Integration of precision farming data and spatial statistical modelling to interpret field-scale maize grain yield variability in New Zealand

Spatial variability in soil, crop, and topographic features, combined with temporal variability in weather can result in variable annual yield patterns within a paddock. The complexity of interactions between these yield-limiting factors requires specialist statistical processing to be able to quantify spatial and temporal variability, and thus inform crop management practices.
This paper evaluates the role of multivariate linear regression and a Cubist regression model to predict spatial variability of maize-grain yield at two sites in the Waikato Region, New Zealand. The variables considered were: crop reflectance data from satellite imagery (Sentinel 2 and Landsat 8), soil electrical conductivity (EC), soil organic matter (OM), elevation, rainfall, temperature, solar radiation, and seeding density. The datasets were split into training and validation sets, proportionally 75% and 25% respectively. Both models learn using 10-fold cross-validation. Statistical performance was evaluated by leaving out one year of yield data as the validation set for each iteration, with all remaining years included in the training set for building the prediction models.

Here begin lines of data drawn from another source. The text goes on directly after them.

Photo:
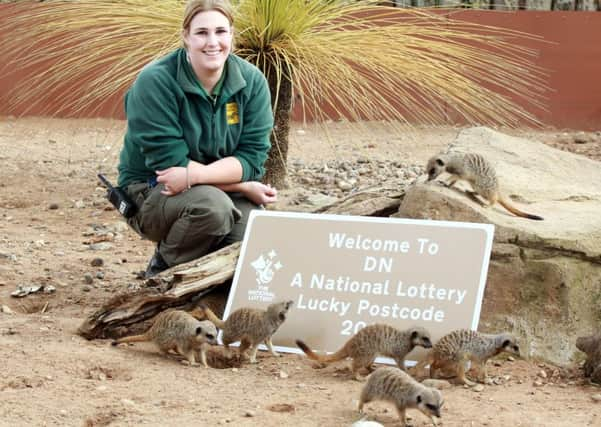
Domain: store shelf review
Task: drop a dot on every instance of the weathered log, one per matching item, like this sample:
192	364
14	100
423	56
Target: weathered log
184	285
179	287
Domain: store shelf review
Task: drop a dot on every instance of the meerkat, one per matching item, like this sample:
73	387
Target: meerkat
251	326
395	386
591	345
177	330
476	170
371	341
453	350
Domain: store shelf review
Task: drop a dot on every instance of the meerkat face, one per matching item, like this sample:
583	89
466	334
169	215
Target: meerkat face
510	346
429	402
420	336
435	167
206	332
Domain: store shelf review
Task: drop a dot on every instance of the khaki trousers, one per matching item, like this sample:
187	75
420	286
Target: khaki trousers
190	224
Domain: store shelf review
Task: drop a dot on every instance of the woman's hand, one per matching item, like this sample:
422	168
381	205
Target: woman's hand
258	192
175	180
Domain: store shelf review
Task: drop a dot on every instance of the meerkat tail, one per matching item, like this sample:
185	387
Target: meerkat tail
505	203
132	338
325	358
213	318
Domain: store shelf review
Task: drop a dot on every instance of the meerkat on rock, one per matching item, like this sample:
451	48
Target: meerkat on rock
591	345
177	330
454	350
371	341
478	172
399	388
251	326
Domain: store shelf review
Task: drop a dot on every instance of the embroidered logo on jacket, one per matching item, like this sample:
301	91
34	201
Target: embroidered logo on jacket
231	111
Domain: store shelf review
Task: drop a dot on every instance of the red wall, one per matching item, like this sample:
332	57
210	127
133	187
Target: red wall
573	58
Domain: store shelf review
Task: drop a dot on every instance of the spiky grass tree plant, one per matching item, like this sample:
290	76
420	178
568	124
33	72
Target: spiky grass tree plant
346	59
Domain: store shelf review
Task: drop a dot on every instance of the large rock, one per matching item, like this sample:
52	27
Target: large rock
544	280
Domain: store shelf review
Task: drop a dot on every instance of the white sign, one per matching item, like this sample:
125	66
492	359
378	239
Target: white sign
346	272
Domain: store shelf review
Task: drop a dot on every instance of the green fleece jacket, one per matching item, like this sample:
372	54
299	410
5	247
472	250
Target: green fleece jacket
171	119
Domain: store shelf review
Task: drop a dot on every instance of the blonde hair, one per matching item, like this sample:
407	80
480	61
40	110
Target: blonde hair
193	7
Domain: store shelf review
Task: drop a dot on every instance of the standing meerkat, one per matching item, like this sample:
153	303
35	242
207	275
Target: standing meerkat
371	341
399	388
591	345
178	331
251	326
476	170
456	348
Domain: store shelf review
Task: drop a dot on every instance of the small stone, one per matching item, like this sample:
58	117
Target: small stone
102	246
438	384
6	309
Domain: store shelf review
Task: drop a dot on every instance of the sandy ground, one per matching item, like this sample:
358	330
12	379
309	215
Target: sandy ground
55	225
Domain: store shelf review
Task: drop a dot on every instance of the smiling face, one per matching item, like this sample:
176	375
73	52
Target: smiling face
208	40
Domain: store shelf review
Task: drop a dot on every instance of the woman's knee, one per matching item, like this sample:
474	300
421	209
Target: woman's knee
217	215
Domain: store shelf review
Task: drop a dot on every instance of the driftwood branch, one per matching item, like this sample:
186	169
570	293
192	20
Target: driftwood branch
179	287
183	286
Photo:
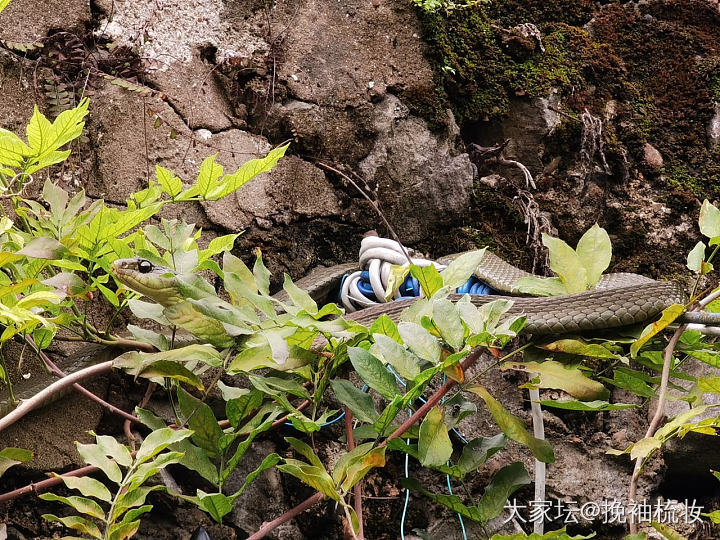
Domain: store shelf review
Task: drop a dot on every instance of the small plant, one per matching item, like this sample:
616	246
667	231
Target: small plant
114	516
577	269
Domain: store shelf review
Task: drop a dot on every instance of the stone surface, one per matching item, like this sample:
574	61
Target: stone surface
128	145
27	21
16	105
342	53
652	157
714	128
195	92
415	169
294	190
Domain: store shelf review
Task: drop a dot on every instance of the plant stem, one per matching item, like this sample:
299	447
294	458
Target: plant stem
45	395
357	489
317	497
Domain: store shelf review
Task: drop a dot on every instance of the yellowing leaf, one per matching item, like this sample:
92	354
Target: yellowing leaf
514	428
595	251
566	263
669	314
553	374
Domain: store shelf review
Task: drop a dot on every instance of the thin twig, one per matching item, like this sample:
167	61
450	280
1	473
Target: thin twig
357	489
372	203
417	415
657	417
45	484
55	370
43	396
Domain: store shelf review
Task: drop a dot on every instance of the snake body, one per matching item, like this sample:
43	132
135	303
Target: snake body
620	299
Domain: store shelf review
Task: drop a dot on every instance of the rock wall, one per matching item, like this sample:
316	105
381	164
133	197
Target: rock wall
613	108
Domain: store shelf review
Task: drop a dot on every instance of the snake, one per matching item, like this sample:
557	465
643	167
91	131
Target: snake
618	300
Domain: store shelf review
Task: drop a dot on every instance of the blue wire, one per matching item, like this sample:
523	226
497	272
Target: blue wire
407	459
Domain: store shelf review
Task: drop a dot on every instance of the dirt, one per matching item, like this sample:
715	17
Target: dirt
393	94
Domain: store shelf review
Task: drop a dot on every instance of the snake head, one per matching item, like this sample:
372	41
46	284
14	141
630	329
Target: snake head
143	276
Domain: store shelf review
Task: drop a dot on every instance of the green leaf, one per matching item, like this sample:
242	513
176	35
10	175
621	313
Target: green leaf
566	263
201	326
406	364
92	454
669	314
171	184
709	384
595	251
629	380
478	451
360	403
13	456
434	446
645	447
353	466
158	440
504	483
559	534
446	318
579	347
247	172
556	375
420	341
44	247
238	409
428	277
215	504
88	487
696	257
81	504
200	418
45	138
299	297
268	463
385	325
514	428
314	476
709	220
383	423
595	406
208	176
194	458
262	274
667	532
151	468
372	372
460	269
540	286
122	531
172	370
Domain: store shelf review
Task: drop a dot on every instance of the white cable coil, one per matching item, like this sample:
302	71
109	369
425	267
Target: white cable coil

In the multiple-year analysis, the Cubist model (RMSE=1.47 and R2=0.82 for site 1; RMSE=2.13 and R2=0.72 for site 2) produced a better statistical prediction than the MLR model (RMSE=2.41 and R2=0.51 for site 1; RMSE=3.37 and R2=0.30 for site 2) for the prediction of the validation set. However, for the leave-one-year-out analyses, the MLR model provided better statistical predictions (RMSE=1.57 to 4.93; R2 = 0.15 to 0.31) than the Cubist model (RMSE = 2.62 to 5.9; R2 = 0.05 to 0.14) for Site 1. For Site 2, both models produced poor results.
Yield data for additional years and inclusion of more independent variables (e.g. soil fertility and texture) may improve the models. This analysis demonstrates that there is potential to use statistical modelling of spatial and temporal data to assist farm management decisions (e.g. variable rate application, precision land levelling, irrigation, and drainage). Once the functional relationship between within-paddock yield potential and complementary variables is established, it should be possible to provide an accurate management prescription, enabling variable rates of an input (e.g. plant density, fertiliser) to be applied automatically across the paddock based on the “yield-input” response curve.